The readings helped focus the discussion. One student asked: If experience is so central to learning, as some adherents of the new hypothesis suggest, how is it that someone like Albert Einstein could develop theories about events he couldn’t possibly have experienced, such as light moving at high speeds? After a few students chimed in, Ghazanfar suggested that Einstein employed mental scaffolding to help himself, imagining himself straddling a beam of light and hurtling through space. Another asked which of two subjects would be a preferable companion — a brain-damaged human described in one of their texts or a moderately gifted robot. The student who asked the question said she would choose the robot. The class was divided on that one.
By acting more as a mediator, Ghazanfar lets the students discover how the brain works on their own. “Many times these questions are unanswerable or currently under investigation,” said Sean Sketch, a freshman who hopes to study mechanical engineering. “In this case, everyone’s thoughts are purely speculation or opinion, and Professor Ghazanfar doesn’t get in the way of our debate.
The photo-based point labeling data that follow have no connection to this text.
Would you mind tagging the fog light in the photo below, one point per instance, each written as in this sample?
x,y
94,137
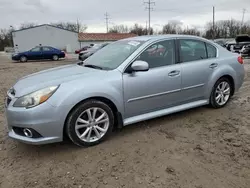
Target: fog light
x,y
28,133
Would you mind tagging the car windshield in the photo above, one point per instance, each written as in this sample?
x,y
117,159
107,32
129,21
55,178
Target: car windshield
x,y
113,55
97,46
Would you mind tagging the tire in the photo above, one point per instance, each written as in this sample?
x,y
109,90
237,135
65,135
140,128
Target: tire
x,y
23,59
55,58
87,135
215,100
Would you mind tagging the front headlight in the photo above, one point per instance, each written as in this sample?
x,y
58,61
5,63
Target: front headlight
x,y
35,98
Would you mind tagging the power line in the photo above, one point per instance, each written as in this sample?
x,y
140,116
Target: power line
x,y
213,22
243,15
149,4
107,21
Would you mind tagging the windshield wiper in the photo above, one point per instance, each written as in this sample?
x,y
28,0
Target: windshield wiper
x,y
93,66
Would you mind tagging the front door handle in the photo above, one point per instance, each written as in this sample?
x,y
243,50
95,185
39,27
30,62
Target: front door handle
x,y
213,65
174,73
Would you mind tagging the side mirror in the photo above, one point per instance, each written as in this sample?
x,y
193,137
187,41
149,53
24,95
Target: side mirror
x,y
140,66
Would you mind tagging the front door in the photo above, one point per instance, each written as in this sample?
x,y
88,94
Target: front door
x,y
198,61
35,54
47,53
157,88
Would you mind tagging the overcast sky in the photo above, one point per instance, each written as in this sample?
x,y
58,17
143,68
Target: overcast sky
x,y
192,13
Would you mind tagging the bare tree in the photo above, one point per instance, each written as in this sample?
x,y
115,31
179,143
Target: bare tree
x,y
72,26
226,29
27,25
119,29
140,30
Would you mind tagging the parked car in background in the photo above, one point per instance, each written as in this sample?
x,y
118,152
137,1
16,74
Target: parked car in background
x,y
82,49
39,53
245,51
241,40
85,54
120,85
223,41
It is this open class style that fosters our genuine curiosity about the subject.”
The seminar, which is designated as the Shelly and Michael Kassen ’76 Freshman Seminar in the Life Sciences, has exceeded all of Sketch’s expectations. “I’ll never forget this course, simply because I’ve never had anything like it,” he said. “For me, it epitomizes what the learning process should be — self-motivated and, for lack of a better word, fun.”